Liputan6.com, Jakarta - "Masa gaji Plt Gubernur kalah sama lurah," kata Pelaksana Tugas (Plt) Gubernur Banten, Rano Karno di Serang, pada pekan kemarin. Selorohan pemeran Si Doel Anak Sekolahan ini bukan tanpa sebab. Ia mengeluarkan kata-kata tersebut menanggapi rencana dari Gubernur DKI Jakarta Basuki Tjahaja Purnama (Ahok) untuk menaikkan tunjangan bagi PNS DKI Jakarta dengan nilai yang fantastis.
Ahok memang berencana untuk menyesuaikan tunjangan kinerja bagi PNS DKI Jakarta. Tak tanggung-tanggung, penyesuaian tunjangannya yang berbasis capaian kinerja PNS tersebut nilainya antara Rp 13 juta sampai Rp 70 juta.
Tentu saja, hal tersebut membuat para PNS di daerah lain terkejut. Seperti halnya dengan Rano Karno. Namun hal tersebut dapat dimaklumi oleh Rano Karno, karena APBD DKI Jakarta sebesar Rp 80 triliun sehingga mampu menggaji PNS dengan nilai tinggi. Sedangkan APBD Banten hanya Rp 9,047 triliun belum mampu memberikan gaji pegawainya sebesar Jakarta.
Guru Besar Ilmu Administrasi Negara Universitas Gadjah Mada (UGM) Yogyakarta, Miftah Thoha mengungkapkan, langkah Ahok untuk menaikkan gaji para pegawainya tentu saja cukup membuat kecemburusan sosial para PNS di daerah lain.

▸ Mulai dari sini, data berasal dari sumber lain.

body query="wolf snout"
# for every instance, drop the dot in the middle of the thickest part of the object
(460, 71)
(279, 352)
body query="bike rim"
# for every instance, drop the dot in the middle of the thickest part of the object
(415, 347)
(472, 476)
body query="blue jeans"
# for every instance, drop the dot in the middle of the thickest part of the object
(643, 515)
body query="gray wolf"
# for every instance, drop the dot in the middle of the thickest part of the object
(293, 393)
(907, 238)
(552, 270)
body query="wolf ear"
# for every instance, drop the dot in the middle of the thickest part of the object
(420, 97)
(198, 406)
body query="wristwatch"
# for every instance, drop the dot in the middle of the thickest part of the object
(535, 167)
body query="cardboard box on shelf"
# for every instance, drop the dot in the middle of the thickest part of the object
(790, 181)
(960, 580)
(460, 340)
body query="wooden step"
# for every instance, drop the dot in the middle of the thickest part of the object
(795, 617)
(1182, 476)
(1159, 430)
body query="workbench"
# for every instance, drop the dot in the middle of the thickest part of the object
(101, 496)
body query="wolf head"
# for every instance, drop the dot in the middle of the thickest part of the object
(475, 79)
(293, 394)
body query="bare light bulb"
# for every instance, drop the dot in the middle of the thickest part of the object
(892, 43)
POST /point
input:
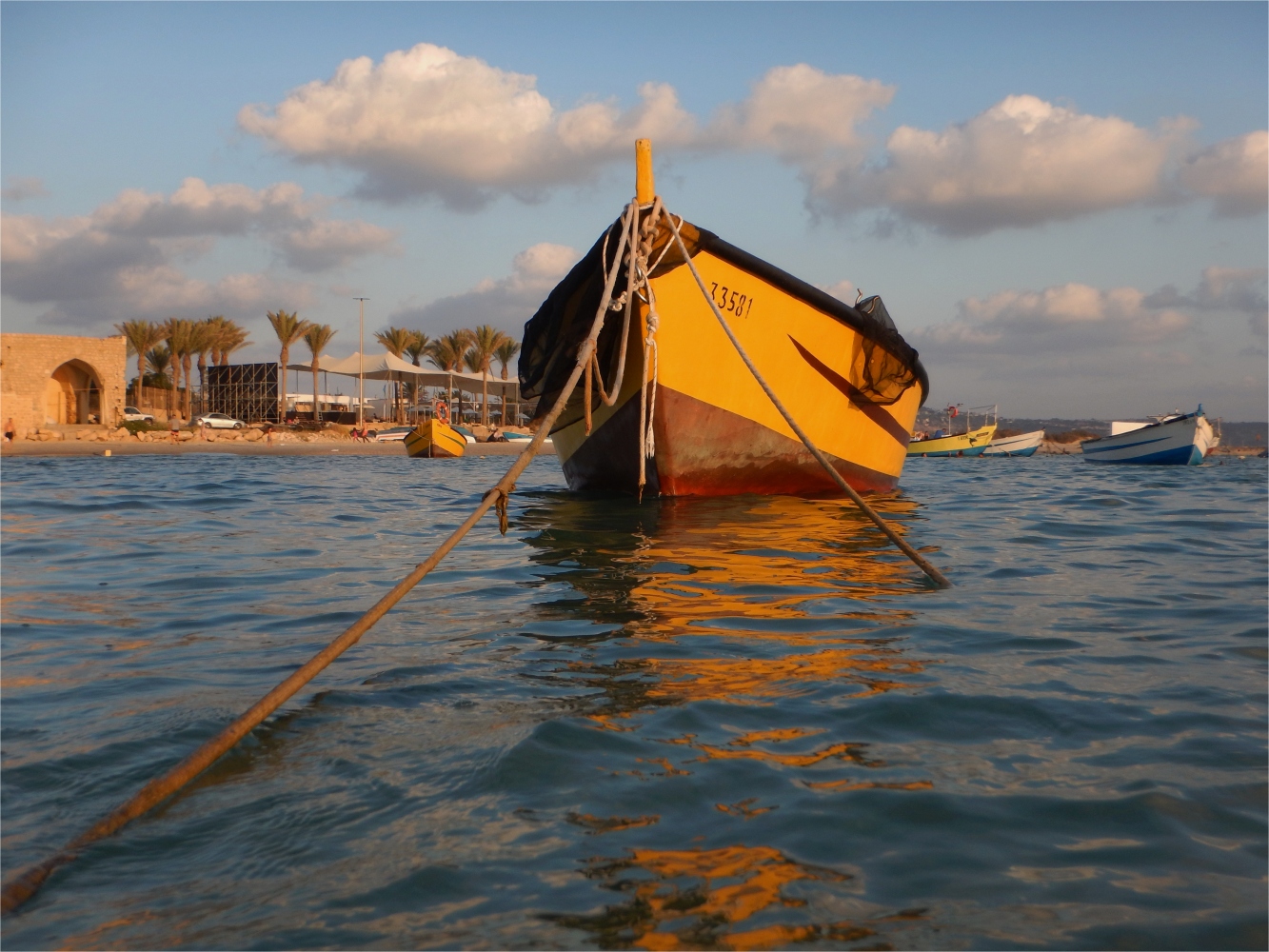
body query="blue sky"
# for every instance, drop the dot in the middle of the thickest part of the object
(1063, 205)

Bayangkan saja, sebagai contoh, jika kinerja sesuai dengan target, Ahok menjanjikan para lurah di DKI bisa membawa uang Rp 33 juta per bulan. Nilai tersebut sangat berbeda jika dibanding lurah di Bandung, daerah yang bertetangga dengan Jakarta. Lurah di Kabupaten Bandung, Jawa Barat, hanya bisa mengantongi pendapatan kurang lebih Rp 8,7 juta per bulan.
“Jadi perasaan iri pasti ada, itu penyakit manusia,” jelas Miftah kepada Liputan6.com pada minggu lalu. Namun, Miftah melanjutkan, seharusnya kebijakan Ahok tersebut tidak dipandang sebagai hal yang negatif bagi PNS di daerah lain, tetapi harus dipandang sebagai hal yang positif.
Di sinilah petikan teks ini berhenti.